With no automatic steering or course correction, Kevin, the CO, has his deck crew switch out every fifteen to twenty minutes, one of them at the wheel battling to keep a steady course through bone-jarring seas while the others stand lookout on the bridge wings through the violence of Arctic rain, sleet, snow, and spray, perhaps comforting themselves with the thought that others have seen worse.
O
ne day in a typhoon we did a sixty-three-degree roll in fifty-foot seas with seventy to eighty sustained knots [of wind]. She creaked and moaned, but she kept us safe. It was quite an adventure,” Chief Greg Papineau recalls. We’re sitting in the wardroom of the High Endurance Cutter Munro, but he’s not talking about the Munro, named after the Medal of Honor winner. He’s talking about another World War II combatant, this one a survivor called the Storis (derived from the Scandinavian name for “great ice”) that he served on before transferring to the Munro in 2007. Chief Papineau himself is a well-salted forty-five-year-old Bosun’s Mate, thickset with a respectable beer belly, reddish mustache, and rolling gait.
“Storis was round bottomed so she could go over eighty-five or ninety degrees and come back up,” he recalls. “She bobbed like a cork. We had more than a few people fly out of their racks [wake up in midair out of their bunks after a wave hit the ship], but no one was hurt too bad.”
Decommissioned in 2007 after sixty-four years of service, most of it in Alaska, the 230-foot Storis saved over 250 lives (and twenty-five boats) in Alaskan waters, busted Soviet, Japanese, and other foreign fishing vessels poaching in U.S. waters, and provided needed services to a hundred thousand people in remote and otherwise inaccessible parts of the state.
“I remember we’d go to different villages with a Russian Orthodox chaplain. We had a Christmas service on St. George Island, and it was the first service they’d had with a priest in nine years,” Chief Papineau says.
“Another trip, to Adak, the kids all came around ’cause we were the new excitement in town. There’s a kid on this ship who joined the Coast Guard because of that visit we made in 1996. So did his sister. Up on St. Lawrence [Island] we brought medical doctors and dentists; this was back before they had contract doctors. The elders have these oral histories of the villages, and the Storis is in the Native elders’ stories because of our visits. She had a magic about her,” he recalls, describing the decommissioning ceremony in Kodiak. “We had this tough kid onboard, his father was an Army Ranger and he’d smoke a cigarette and chew tobacco at the same time, and drink two Budweisers, and the day he left he looked like Niagara Falls.
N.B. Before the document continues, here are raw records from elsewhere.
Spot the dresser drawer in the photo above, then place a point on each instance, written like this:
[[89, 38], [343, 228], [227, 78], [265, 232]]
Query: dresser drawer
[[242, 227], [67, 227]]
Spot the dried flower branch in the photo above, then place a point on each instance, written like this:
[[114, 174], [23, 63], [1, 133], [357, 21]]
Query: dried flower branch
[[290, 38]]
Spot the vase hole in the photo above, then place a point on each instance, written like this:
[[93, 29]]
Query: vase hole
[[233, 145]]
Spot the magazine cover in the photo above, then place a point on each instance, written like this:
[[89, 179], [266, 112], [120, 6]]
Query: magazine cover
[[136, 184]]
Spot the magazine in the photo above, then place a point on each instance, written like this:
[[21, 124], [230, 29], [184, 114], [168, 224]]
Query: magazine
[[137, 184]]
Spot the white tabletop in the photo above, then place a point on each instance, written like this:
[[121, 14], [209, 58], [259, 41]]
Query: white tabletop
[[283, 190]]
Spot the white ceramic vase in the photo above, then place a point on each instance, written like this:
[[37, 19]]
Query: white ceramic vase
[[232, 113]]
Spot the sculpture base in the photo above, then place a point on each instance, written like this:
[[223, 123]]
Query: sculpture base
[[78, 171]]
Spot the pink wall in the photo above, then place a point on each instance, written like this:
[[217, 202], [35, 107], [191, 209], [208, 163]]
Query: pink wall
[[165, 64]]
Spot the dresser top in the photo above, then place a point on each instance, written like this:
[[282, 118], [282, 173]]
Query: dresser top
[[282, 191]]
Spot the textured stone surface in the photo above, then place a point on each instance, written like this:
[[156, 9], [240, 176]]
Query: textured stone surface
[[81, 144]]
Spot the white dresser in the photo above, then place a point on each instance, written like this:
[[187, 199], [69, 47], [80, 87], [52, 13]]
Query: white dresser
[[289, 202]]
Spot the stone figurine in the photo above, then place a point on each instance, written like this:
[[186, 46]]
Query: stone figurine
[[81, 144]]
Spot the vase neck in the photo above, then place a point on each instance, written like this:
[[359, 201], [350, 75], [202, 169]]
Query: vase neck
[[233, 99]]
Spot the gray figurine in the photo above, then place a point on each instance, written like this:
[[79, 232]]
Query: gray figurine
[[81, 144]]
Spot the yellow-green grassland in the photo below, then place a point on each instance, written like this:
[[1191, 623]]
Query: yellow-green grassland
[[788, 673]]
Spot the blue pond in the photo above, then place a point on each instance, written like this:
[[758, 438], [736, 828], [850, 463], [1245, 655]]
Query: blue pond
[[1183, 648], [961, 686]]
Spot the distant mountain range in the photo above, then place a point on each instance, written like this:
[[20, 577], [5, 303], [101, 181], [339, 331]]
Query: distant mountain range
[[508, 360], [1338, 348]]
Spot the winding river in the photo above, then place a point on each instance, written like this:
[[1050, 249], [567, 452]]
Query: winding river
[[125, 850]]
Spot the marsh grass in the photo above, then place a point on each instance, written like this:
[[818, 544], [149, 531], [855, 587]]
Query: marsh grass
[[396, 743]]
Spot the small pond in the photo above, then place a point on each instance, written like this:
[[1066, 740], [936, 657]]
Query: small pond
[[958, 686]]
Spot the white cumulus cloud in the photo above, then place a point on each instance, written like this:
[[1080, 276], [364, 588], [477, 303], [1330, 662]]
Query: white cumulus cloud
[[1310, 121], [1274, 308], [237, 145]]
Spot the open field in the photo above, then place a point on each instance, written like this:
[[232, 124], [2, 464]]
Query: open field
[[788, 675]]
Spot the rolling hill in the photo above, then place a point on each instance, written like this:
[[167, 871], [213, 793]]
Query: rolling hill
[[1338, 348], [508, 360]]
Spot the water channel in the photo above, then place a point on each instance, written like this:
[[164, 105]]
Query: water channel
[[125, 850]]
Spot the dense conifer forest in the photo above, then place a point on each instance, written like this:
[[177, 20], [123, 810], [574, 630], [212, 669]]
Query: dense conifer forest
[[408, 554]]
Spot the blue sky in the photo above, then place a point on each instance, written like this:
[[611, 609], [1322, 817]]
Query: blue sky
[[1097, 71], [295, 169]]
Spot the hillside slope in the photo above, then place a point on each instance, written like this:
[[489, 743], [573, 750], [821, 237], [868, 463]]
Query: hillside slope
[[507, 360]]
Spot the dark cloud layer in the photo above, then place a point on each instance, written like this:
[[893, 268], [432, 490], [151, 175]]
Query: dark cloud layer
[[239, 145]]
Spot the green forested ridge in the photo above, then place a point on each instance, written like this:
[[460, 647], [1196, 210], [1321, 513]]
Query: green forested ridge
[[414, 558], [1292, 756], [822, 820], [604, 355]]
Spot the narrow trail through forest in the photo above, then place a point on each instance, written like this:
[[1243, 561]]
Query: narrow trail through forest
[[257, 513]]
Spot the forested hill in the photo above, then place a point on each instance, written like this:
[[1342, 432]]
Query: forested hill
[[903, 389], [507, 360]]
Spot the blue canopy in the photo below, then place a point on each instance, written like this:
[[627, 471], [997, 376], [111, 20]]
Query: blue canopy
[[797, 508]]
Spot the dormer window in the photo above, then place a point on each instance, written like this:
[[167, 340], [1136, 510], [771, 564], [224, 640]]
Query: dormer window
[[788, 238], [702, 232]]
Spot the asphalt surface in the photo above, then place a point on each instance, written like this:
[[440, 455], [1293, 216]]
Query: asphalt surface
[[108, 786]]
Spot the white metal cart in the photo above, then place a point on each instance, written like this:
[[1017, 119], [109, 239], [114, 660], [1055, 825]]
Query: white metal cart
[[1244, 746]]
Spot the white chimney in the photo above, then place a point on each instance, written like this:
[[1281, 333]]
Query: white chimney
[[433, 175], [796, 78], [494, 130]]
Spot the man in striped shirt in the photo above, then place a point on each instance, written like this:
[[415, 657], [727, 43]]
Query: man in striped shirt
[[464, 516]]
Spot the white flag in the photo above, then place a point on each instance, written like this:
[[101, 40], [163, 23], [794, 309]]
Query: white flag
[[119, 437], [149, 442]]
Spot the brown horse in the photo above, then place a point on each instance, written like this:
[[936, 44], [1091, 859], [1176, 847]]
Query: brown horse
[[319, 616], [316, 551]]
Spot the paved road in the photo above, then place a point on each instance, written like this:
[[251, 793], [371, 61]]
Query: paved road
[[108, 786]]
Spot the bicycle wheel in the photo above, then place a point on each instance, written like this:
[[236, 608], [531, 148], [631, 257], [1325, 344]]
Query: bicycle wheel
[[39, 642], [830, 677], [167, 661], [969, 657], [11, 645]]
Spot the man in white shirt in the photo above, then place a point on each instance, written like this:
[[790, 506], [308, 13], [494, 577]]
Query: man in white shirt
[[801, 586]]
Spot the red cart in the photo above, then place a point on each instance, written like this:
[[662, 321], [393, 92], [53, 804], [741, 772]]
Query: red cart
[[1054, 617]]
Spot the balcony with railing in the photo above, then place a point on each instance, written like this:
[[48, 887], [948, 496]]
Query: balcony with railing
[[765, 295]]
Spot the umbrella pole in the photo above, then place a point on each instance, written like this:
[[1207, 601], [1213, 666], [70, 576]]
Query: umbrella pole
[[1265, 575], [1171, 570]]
Everyone was crying, like.”
The chief is one of five Storis crewmembers who volunteered to transfer to the Munro after it came north from California to replace the World War II cutter. Like Chief Papineau, the Munro’s CO, Capt. Craig “Bark” Lloyd, a towering, square-jawed veteran, is familiar with Alaska’s waters and their unique challenges, having once commanded the Alex Haley.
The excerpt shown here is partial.